How do alternative EU financial centres such as Frankfurt, Paris and Dublin seek to benefit from Brexit? How have British business groups aimed to influence EU policy in the past and how does Brexit problematise this orientation? My current research addresses the key policy issue, as evidenced by my forthcoming publications on business strategy and Brexit and my research into rival financial centres to the City of London.



Journal articles


Book reviews

Conference proceedings papers

Research group

I am interested in supervising PhD students who work within the discipline of International Political Economy, broadly conceived. In particular, I’m interested in supervising PhD theses which apply a political economy perspective to any of the following topics: globalisation, British politics, the European Union, business power, economic geography, finance, labour markets, state theory.

Teaching activities

I am the convener of the MA course ‘Capitalism and Crisis’. This course examines the origins and the fall-out of the 2008 financial crisis. It places the 2008 crash into its historical context, comparing it to the crises of the 1930s and 1970s, and arms students with the tools to analyse capitalist crisis theoretically, empirically and politically.

Teaching politics at the Department of Politics is a great privilege. Sheffield Politics students are undoubtedly amongst the best in the country and that is reflected in the high-quality discussions which we regularly hold in lecture theatres and in the seminar room. I see my role as facilitating a collective discussion on the ‘big questions’ of political economy research. ‘What is capitalism?’, ‘Why does it regularly experience crisis?’, ‘What role does the state play in capitalist economies?’, ‘What is the future of capitalism?’

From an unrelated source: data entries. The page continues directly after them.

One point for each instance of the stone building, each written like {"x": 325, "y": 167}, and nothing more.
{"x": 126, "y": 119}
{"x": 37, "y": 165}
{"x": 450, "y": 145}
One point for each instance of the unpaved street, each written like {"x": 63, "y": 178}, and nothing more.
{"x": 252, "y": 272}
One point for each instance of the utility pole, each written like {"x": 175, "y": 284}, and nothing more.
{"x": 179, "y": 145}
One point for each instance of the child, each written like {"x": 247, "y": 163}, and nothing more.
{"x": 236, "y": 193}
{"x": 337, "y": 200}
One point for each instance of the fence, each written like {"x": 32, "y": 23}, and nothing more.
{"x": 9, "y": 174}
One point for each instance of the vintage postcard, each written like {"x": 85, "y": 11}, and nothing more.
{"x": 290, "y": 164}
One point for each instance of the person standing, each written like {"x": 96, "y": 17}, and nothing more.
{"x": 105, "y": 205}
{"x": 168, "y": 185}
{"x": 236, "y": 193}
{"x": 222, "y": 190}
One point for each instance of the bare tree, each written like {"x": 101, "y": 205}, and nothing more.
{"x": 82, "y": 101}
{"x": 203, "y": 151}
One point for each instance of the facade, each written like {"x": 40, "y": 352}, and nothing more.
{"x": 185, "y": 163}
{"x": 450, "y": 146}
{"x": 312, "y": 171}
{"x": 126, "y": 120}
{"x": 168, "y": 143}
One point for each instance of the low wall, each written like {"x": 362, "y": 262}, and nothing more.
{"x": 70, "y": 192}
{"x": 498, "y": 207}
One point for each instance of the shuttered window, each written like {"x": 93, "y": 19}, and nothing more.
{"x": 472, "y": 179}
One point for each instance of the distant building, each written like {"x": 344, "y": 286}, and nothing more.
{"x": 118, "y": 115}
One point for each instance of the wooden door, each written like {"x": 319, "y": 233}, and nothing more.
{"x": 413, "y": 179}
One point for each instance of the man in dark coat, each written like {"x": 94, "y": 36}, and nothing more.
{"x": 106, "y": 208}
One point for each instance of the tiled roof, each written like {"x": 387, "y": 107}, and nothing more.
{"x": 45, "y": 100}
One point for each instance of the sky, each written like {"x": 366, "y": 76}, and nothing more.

My teaching is research-led, which means my teaching is shaped by my own research agenda. ‘Capitalism and Crisis’ draws on my extensive research into post-crisis British economic policy, the Eurozone crisis, globalisation and state theory. In turn, discussions with students feed back into my own intellectual enquiries and scholarly outputs. I endeavour to create an open, pluralistic and inclusive teaching environment within which critical thinking and collective scholarly enquiry can flourish.